Women of the upper-class of the Victorian age spent their days with a lot of time on their hands: «The ladies spent their time promenading on the sea front, visiting reading-rooms and libraries, shopping, enjoying rural carriage-rides, holding "At Homes", musical soirĂ©es and dinner parties.» (Wojtczak) Visiting their friends and relatives is usually the central part of their day, so much that a lot of thought is put into what is to be served to visitors. It is of utmost importance to treat them with their favourite food and drinks, mostly because women with little on their minds can put a lot of thought into it. Therefore, it was not unusual for a woman to be «devoted to bread and butter» as Gwendolen is, especially since they had servants who took care of having their desires fulfilled: «The wealthy usually had a set of live-in servants and sometimes day-servants too.» (Wojtczak)

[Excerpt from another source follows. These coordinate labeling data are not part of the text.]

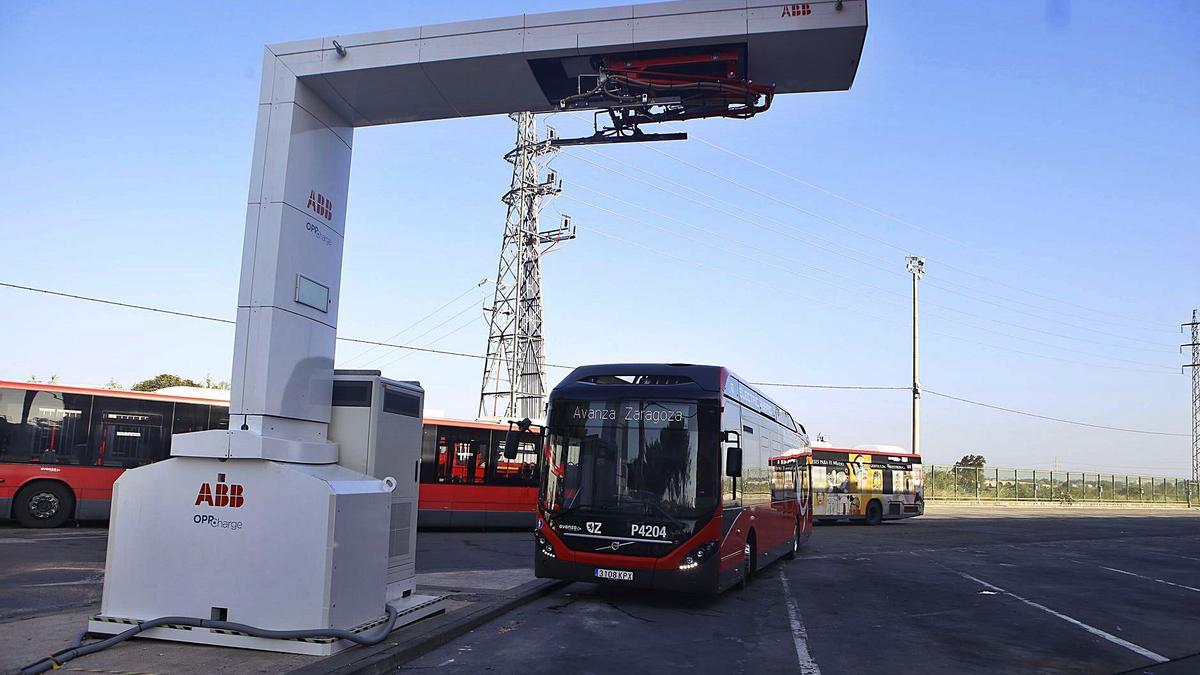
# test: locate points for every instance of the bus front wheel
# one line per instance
(45, 503)
(874, 513)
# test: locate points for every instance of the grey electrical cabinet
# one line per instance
(377, 425)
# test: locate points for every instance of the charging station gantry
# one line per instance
(295, 529)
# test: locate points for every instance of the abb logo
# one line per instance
(321, 204)
(226, 495)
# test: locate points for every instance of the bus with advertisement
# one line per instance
(469, 482)
(867, 484)
(63, 447)
(669, 476)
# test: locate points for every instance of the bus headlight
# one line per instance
(693, 560)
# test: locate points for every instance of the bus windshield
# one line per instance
(628, 455)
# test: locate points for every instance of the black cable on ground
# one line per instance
(60, 657)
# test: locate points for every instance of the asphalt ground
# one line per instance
(960, 590)
(51, 581)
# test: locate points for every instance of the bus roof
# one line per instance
(466, 423)
(114, 393)
(869, 451)
(791, 454)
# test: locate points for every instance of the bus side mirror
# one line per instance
(733, 463)
(513, 437)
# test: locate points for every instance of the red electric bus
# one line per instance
(63, 447)
(467, 479)
(669, 476)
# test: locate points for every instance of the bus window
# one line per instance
(219, 417)
(783, 481)
(429, 453)
(127, 432)
(521, 470)
(43, 426)
(462, 455)
(190, 417)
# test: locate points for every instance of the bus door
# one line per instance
(130, 438)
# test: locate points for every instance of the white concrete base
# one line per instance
(409, 609)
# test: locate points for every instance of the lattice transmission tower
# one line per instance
(1195, 392)
(515, 370)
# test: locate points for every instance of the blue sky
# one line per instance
(1042, 155)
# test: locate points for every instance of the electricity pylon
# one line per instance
(515, 369)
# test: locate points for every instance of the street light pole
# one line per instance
(917, 268)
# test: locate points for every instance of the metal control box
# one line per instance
(377, 425)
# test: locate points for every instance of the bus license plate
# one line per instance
(615, 574)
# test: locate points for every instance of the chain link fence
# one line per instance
(969, 483)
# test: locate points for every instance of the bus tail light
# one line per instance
(693, 560)
(545, 547)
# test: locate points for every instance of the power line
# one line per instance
(132, 306)
(903, 221)
(1053, 418)
(427, 330)
(832, 387)
(480, 357)
(831, 246)
(805, 264)
(827, 303)
(418, 322)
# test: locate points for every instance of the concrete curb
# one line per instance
(426, 635)
(930, 505)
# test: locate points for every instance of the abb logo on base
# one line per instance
(225, 495)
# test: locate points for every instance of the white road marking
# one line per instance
(1151, 579)
(799, 634)
(1092, 629)
(1175, 555)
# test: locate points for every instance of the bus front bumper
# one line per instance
(700, 579)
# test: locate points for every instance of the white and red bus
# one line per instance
(63, 447)
(867, 483)
(669, 476)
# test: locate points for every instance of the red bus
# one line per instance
(669, 476)
(63, 447)
(468, 482)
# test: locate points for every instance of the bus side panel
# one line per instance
(93, 487)
(475, 506)
(94, 491)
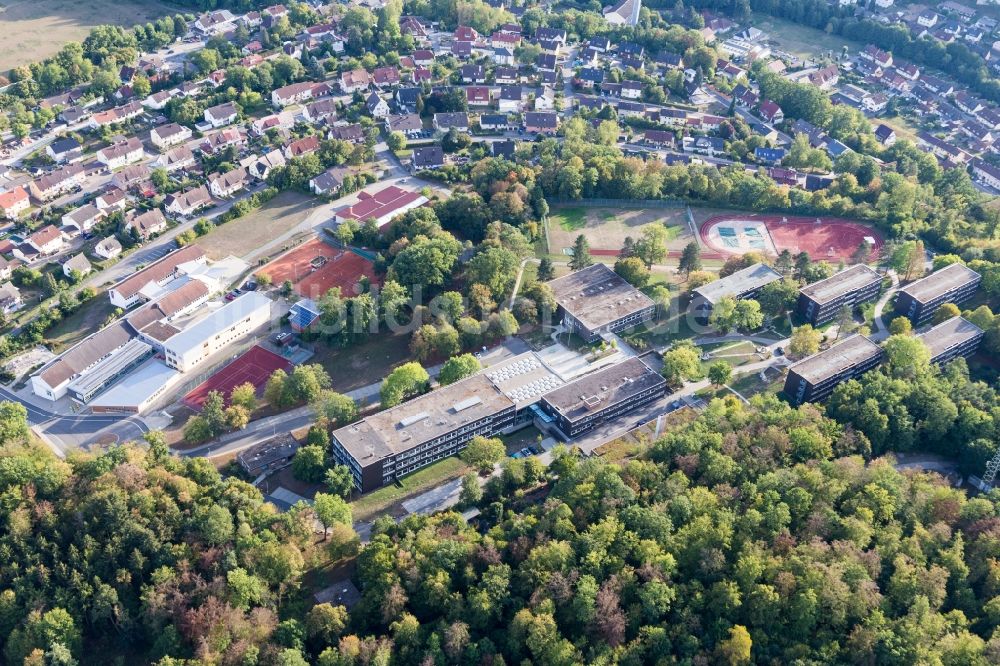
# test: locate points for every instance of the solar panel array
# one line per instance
(537, 387)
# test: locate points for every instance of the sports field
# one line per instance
(828, 239)
(315, 267)
(255, 366)
(607, 228)
(35, 30)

In between visiting each other at various parties and get-togethers, they still had enough time to read and often write themselves. It was not an unusual thing for a woman to keep a diary in which she would write of her experiences and emotions. Cecily, a young girl of the age of eighteen, does so: «I keep a diary in order to enter the wonderful secrets of my life. If I didn’t write them down, I should probably forget all about them.» (Wilde 1682) The irony of these lines subtly mocks the uneventful life of a young woman, but later on all subtlety is dropped when Cecily admits she often makes up the events about which she writes as it «usually chronicles the things that have never happened, and couldn’t possibly have happened.» (Wilde 1682) One of her ambitions is to have her diary published some day, it is «consequently meant for publication.» (Wilde 1690) Writing fiction novels as a way of entertaining themselves was also rather common and socially acceptable, so much that even older women such as Miss Prism do not hesitate to admit they had written them: «I wrote one myself in earlier days.» (Wilde 1682).
Resorting to a fictional inner life was a way for a young woman to take control of the world she lived in. The marriages were arranged by a girl's parents:
LADY BRACKNELL: Pardon me, you are not engaged to any one. When you do become engaged to some one, I, or your father, should his health permit him, will inform you of the fact. An engagement should come on a young girl as a surprise, pleasant or unpleasant, as the case may be. It is hardly a matter that she could be allowed to arrange for herself... (Wilde 1674)
It is perfectly acceptable for a young woman to have ideals and dreams of who she might marry but the final decision depends on her parents or guardians. She is irrevocably destined to lead the same uneventful life as every other woman of the Victorian age. There is an indisputable truth to be found in Algernon's words: «All women become like their mothers. That is their tragedy.» (Wilde1678) Every girl is to have a life that is exactly the same as the next one's. They all know it and all they can do is form alliances with each other when they recognize themselves in one another as Gwendolen and Cecily do: «Something tells me that we are going to be great friends. I like you already more than I can say.» (Wilde 1693) Sooner or later they will be caught in the same unbreakable loop of days that are all alike.
Young women of the Victorian age, as presented in Wilde's The Importance of Being Earnest, led rather empty lives. Their days repeated themselves and they had to come up with ways of entertaining themselves to their best abilities. Turning to fiction for the thrills they were missing in their reality was the only thing they could do. That is not something they should be judged for. If anything, they should be admired for it for they have found a way to rebel, even if it was only in their minds.